Finally, I went indoors, returning for another look a quarter of an hour later. The light had still not returned. Later still, the sky did grow a bit overcast, and many patches of stars dimmed or vanished altogether, but I never saw the bright light again. Now I'm no longer sure if what I saw was in fact Venus, or some strange celestial phenomenon. The conjunction of the three is to be repeated tonight, not long after sunset, with the moon even closer to the two planets than it was last night. I'll try to remember to go out on time. If what I saw last night was Venus, it was brighter than I can recall ever having seen it. The sight tonight ought to be quite splendid.

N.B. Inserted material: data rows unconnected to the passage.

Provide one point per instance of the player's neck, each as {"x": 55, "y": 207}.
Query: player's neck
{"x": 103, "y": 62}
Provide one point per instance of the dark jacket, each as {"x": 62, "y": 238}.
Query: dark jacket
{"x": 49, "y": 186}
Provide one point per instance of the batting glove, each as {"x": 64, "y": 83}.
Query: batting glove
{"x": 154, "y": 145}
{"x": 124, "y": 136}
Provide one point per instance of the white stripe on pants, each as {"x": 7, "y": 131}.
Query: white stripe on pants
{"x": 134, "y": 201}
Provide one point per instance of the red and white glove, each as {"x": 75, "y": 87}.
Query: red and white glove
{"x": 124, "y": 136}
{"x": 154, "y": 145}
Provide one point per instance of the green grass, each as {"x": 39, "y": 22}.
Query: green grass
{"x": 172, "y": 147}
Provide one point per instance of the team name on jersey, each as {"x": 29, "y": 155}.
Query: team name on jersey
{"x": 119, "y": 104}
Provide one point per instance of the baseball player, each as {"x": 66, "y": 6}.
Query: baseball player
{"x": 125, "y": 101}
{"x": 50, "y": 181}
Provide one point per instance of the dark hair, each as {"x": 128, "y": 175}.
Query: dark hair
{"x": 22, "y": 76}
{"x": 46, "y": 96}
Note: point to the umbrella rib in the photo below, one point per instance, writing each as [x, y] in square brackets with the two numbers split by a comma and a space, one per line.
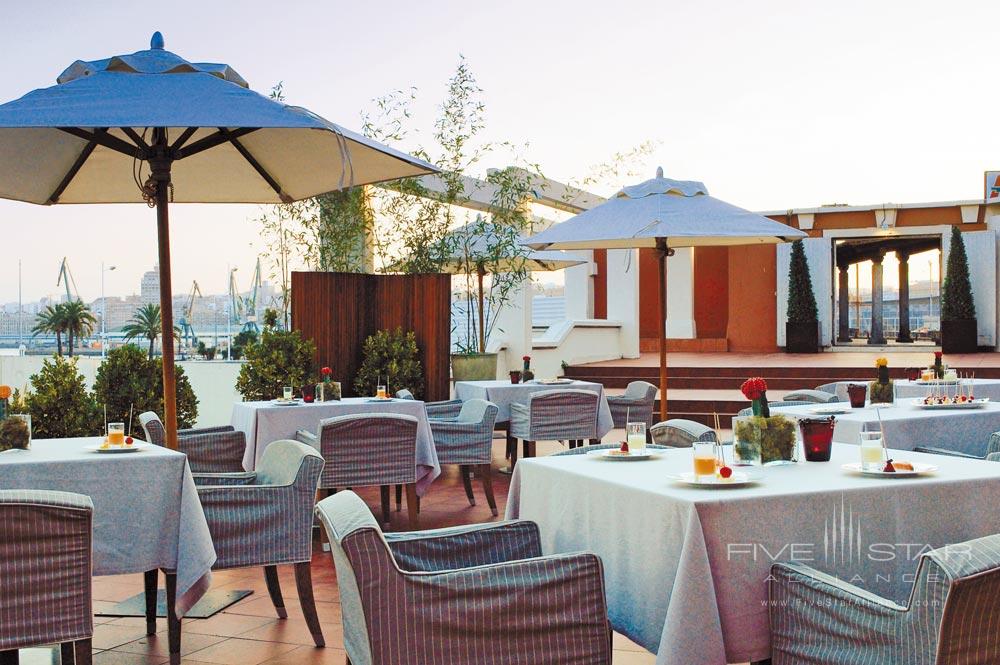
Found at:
[73, 170]
[285, 198]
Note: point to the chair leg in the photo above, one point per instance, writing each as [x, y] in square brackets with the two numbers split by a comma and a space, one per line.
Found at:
[173, 621]
[149, 579]
[467, 481]
[274, 590]
[303, 582]
[412, 505]
[83, 651]
[384, 494]
[485, 471]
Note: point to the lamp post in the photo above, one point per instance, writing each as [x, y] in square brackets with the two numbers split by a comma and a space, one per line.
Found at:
[104, 311]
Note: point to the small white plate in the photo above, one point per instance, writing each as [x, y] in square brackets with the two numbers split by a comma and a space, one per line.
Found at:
[919, 469]
[738, 479]
[615, 454]
[975, 404]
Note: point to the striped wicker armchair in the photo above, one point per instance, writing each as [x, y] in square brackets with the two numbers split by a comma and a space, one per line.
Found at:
[45, 573]
[636, 404]
[443, 409]
[952, 617]
[209, 449]
[369, 450]
[481, 593]
[269, 523]
[553, 415]
[468, 441]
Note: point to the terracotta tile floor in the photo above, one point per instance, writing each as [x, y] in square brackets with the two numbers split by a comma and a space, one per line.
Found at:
[248, 633]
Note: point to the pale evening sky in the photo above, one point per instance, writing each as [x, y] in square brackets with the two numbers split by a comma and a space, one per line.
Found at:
[772, 104]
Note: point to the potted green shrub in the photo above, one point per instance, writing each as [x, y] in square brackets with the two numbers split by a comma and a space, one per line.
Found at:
[802, 324]
[958, 310]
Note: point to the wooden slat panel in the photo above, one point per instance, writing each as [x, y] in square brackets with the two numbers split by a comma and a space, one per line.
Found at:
[339, 310]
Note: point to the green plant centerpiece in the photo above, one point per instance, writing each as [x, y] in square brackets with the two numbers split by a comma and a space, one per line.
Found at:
[881, 389]
[129, 382]
[279, 358]
[761, 437]
[392, 358]
[958, 309]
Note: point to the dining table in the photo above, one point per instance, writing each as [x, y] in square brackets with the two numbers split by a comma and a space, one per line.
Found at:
[264, 422]
[907, 424]
[686, 566]
[147, 514]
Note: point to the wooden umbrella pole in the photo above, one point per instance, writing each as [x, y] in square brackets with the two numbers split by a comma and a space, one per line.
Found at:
[160, 166]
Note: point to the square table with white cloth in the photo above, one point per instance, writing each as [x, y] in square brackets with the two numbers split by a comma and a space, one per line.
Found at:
[146, 509]
[267, 422]
[505, 393]
[686, 568]
[907, 426]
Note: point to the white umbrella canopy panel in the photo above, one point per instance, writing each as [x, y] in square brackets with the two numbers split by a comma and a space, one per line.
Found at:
[664, 214]
[151, 127]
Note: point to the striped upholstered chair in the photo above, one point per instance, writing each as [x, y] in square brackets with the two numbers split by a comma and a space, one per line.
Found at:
[467, 440]
[45, 573]
[269, 523]
[443, 409]
[952, 617]
[209, 450]
[369, 450]
[636, 404]
[553, 415]
[681, 433]
[476, 594]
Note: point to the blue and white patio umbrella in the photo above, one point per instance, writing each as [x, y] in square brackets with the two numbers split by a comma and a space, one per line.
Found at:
[151, 127]
[663, 214]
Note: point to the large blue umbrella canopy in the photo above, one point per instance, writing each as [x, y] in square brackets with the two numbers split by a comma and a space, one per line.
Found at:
[153, 127]
[664, 214]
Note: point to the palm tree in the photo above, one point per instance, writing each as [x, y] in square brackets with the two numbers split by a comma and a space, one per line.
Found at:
[51, 321]
[79, 321]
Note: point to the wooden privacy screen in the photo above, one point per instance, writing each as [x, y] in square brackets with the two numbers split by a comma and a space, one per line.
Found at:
[339, 310]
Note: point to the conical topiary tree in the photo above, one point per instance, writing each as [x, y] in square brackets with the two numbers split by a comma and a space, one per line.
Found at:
[956, 294]
[801, 299]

It is pleasantly cool this morning, and I hear the sound of lawn sprinklers up the block, and the chirping of the morning birds. The sky remains slightly hazed, but only enough to soften the first rays of the rising sun that are now burnishing the tops of the pines. The air, alas, still smells of gardenias, but I see that several of them are rapidly turning brown. A few even slightly cooler days, and the end of the gardenia season, will be nice. Unfortunately, my spider is still missing. I had hoped that it might emerge from some hiding place, but it appears to be gone forever. I'll miss my tiny arachnid companion.
Here's something (unearthed by scottobear) for any photographers reading: AutoStitch is a fully automatic 2D image stitching application, not yet commercially available, but a free demo version is available from their site. The examples in their panorama gallery are impressive.